As did Henri. On July 12th 1808 he was promoted to capitaine de fégate and he returned to sea late in 1809 in command of the frigate Elisa. It was not a lucky ship, and de la Roquette described its loss. In late 1810, together with the frigate Amazone, he was attempting to take the Elias from Le Havre to link up with the fleet at Cherbourg when he encountered by an English division and sought refuge under the guns of the fortress of La Hougue, at the north-east tip of the Cherbourg peninsula.
“ where a gust of wind caused his vessel to run aground. In this state, however, he fought the infinitely superior forces which were not long in blockading him. Under fire from their batteries which cannonaded him, for five consecutive days, the brave and skillful commander of the Elisa refloated his frigate and fought a second battle with the floating batteries.
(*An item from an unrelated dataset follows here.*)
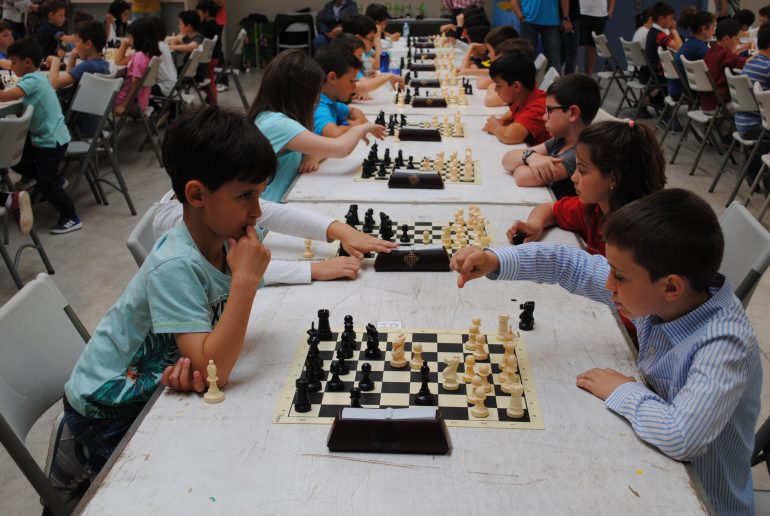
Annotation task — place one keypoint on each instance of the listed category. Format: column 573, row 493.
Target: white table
column 334, row 181
column 188, row 457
He set sail again in bad weather on the night of December 22 1810 but, being forced to hug the coast very closely, a mistake by the pilot led to the loss of the Elisa on a rock bank between Tatihou Island and Reville, near La Hougue.”
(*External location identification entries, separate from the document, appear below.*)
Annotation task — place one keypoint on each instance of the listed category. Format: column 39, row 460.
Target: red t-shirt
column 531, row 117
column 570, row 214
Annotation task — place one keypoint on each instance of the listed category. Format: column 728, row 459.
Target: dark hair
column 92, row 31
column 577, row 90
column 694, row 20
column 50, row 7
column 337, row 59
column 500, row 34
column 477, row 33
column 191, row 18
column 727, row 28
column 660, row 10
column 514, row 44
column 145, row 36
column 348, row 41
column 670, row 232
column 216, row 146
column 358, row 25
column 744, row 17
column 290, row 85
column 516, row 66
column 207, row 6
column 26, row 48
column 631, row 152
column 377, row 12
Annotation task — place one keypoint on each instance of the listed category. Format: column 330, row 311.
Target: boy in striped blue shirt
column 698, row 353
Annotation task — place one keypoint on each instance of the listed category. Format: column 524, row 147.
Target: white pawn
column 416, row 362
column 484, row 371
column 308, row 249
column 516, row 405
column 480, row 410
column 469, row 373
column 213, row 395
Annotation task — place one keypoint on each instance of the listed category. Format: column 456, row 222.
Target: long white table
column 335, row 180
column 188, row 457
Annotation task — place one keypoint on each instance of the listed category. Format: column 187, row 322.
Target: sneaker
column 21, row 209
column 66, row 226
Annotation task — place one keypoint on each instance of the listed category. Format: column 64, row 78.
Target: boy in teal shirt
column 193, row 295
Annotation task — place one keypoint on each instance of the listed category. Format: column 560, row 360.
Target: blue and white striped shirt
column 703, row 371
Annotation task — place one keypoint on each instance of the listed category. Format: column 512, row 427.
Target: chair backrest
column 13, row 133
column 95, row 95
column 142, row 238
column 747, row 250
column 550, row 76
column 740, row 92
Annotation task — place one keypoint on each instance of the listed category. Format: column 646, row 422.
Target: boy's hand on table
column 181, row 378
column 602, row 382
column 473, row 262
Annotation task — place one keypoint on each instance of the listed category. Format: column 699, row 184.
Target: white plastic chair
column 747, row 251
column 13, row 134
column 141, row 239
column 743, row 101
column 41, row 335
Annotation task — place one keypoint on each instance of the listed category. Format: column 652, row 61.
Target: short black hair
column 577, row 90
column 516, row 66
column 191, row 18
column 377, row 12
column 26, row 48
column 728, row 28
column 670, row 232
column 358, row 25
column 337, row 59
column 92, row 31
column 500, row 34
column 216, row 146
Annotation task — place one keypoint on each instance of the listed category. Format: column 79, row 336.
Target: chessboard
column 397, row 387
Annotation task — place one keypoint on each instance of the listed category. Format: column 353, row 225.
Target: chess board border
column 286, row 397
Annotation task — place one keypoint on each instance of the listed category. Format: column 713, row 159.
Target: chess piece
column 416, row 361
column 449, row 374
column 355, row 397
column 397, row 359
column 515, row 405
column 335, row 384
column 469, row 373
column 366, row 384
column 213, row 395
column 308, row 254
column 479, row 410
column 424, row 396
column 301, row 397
The British description of the action, which ends with the destruction of the Elisa by fire at the hands of a British boat party from the HMS Diana, is somewhat different.. In the long battle many of those aboard the Elias had been killed. Whatever Henri’s merits, he was not a captain that anyone seeking a long life would have wanted to serve under.
On January 22, 1811, Henri was court martialled at La Hougue but was honourably acquitted. For him, December 1810 had been an eventful month; on the 13th his daughter Louise Henriette was born in Paris. No mother is named in the French genealogies, and Henri’s marriage to Clementine Bérar did not take place until February 1815, but Henriette, whether legitimate or illegitimate, was acknowledged and bore the family name de Saulces de Freycinet until she married. Her husband, Félix Lamothe, co-edited Louis de Freycinet’s volume on Meteorology, which was published posthumously, with Henri’s eldest son Louis-Réné..
The Elias was Henri’s last sea-going command, but under the restored monarchy he enjoyed as second career as a colonial administrator, of the Isle de Bourbon (Réunion) from 1821 to 1827, of French Guyana from 1827 to 1829 and of Martinique from 1829 to 1830. He was, it appears, very good at the job, and while in Guyana he was both promoted to the rank of Rear-Admiral and received his letters patent as a baron. He died in Rochefort in 1840, just two years before his younger brother.